The Adventures of Ellery Queen In eleven ripping stories, the mystery genre’s greatest sleuth shows his chops
For Ellery Queen, there is no puzzle that reason cannot solve. In his time, he has faced down killers, thugs, and thieves, protected only by the might of his brain—and the odd bit of timely intervention by his father, a burly New York police inspector. But when a university professor asks Queen to teach a class, the detective finds there are people whom reason cannot touch: college students. Queen’s adventure on campus is only the first of this incomparable collection of short mysteries. In these pages, he tangles with a violent book thief, an assassin who targets acrobats, and New York’s only cleanly shaven bearded lady. Criminals everywhere fear him, whether they work in mansions or back alleys. No mystery is too difficult for the man with the golden brain.

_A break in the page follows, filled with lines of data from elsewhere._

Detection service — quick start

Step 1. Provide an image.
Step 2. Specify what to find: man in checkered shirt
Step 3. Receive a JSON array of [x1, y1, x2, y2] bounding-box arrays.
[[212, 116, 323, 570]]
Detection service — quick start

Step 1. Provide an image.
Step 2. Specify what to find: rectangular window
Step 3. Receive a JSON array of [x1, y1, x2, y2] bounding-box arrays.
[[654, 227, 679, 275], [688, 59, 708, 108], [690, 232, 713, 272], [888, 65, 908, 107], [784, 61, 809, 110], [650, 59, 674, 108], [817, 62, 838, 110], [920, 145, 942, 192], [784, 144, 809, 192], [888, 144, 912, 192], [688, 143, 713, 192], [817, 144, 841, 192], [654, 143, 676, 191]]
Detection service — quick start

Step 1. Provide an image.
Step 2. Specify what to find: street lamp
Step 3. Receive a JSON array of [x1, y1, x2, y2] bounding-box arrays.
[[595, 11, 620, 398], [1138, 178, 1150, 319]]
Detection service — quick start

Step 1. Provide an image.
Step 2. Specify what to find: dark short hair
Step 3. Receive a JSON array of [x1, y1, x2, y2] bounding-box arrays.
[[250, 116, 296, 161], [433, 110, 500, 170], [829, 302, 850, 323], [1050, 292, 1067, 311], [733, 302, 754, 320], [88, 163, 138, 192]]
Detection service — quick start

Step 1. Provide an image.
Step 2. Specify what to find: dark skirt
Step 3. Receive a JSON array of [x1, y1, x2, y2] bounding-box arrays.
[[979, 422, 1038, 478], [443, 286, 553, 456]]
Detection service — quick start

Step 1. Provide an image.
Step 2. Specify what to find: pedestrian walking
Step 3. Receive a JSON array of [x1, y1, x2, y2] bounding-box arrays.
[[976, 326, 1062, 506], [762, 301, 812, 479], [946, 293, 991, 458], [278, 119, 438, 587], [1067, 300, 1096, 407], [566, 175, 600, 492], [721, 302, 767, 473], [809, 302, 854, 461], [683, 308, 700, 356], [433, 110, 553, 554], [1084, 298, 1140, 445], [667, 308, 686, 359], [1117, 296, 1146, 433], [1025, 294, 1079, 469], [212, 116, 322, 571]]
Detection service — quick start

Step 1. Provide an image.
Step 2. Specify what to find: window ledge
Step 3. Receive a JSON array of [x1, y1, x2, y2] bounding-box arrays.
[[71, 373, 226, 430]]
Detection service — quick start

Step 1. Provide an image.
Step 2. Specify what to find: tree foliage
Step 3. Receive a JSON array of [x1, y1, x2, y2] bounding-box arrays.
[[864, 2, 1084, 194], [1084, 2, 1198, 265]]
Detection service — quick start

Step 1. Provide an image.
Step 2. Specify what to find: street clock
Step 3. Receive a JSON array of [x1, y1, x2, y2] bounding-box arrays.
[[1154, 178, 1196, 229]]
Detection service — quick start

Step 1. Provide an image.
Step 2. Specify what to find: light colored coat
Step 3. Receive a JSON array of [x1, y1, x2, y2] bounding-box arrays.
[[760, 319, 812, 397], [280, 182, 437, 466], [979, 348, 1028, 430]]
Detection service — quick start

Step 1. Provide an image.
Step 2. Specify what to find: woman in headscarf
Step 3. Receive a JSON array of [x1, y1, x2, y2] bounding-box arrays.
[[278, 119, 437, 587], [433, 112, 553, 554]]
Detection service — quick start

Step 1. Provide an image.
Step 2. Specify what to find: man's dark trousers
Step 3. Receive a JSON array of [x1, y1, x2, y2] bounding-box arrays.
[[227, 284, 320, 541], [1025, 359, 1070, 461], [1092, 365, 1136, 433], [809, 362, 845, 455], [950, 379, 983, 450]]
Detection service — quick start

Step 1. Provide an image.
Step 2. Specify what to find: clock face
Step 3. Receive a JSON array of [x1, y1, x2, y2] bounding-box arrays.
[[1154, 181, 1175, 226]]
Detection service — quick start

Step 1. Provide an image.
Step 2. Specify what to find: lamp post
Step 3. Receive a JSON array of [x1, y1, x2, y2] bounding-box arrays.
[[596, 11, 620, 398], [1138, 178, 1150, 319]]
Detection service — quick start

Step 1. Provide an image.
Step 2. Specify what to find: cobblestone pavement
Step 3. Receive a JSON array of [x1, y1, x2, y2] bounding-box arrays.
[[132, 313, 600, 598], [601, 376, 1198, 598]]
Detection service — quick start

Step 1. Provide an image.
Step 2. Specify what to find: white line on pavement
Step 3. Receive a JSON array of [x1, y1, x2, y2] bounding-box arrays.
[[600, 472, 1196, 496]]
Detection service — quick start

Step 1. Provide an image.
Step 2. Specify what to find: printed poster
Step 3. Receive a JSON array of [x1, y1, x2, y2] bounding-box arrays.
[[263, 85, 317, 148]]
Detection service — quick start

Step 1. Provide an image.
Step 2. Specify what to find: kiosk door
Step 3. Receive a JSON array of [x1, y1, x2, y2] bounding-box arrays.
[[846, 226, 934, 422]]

“A new Ellery Queen book has always been something to look forward to for many years now.” —Agatha Christie “Ellery Queen is the American detective story.” —Anthony Boucher, author of Nine Times Nine
Ellery Queen was a pen name created and shared by two cousins, Frederic Dannay (1905–1982) and Manfred B. Lee (1905–1971), as well as the name of their most famous detective. Born in Brooklyn, they spent forty-two years writing, editing, and anthologizing under the name, gaining a reputation as the foremost American authors of the Golden Age “fair play” mystery. Although eventually famous on television and radio, Queen’s first appearance came in 1928, when the cousins won a mystery-writing contest with the book that was later published as The Roman Hat Mystery. Their character was an amateur detective who uses his spare time to assist his police inspector uncle in solving baffling crimes. Besides writing the Queen novels, Dannay and Lee cofounded Ellery Queen’s Mystery Magazine, one of the most influential crime publications of all time. Although Dannay outlived his cousin by nine years, he retired Queen upon Lee’s death.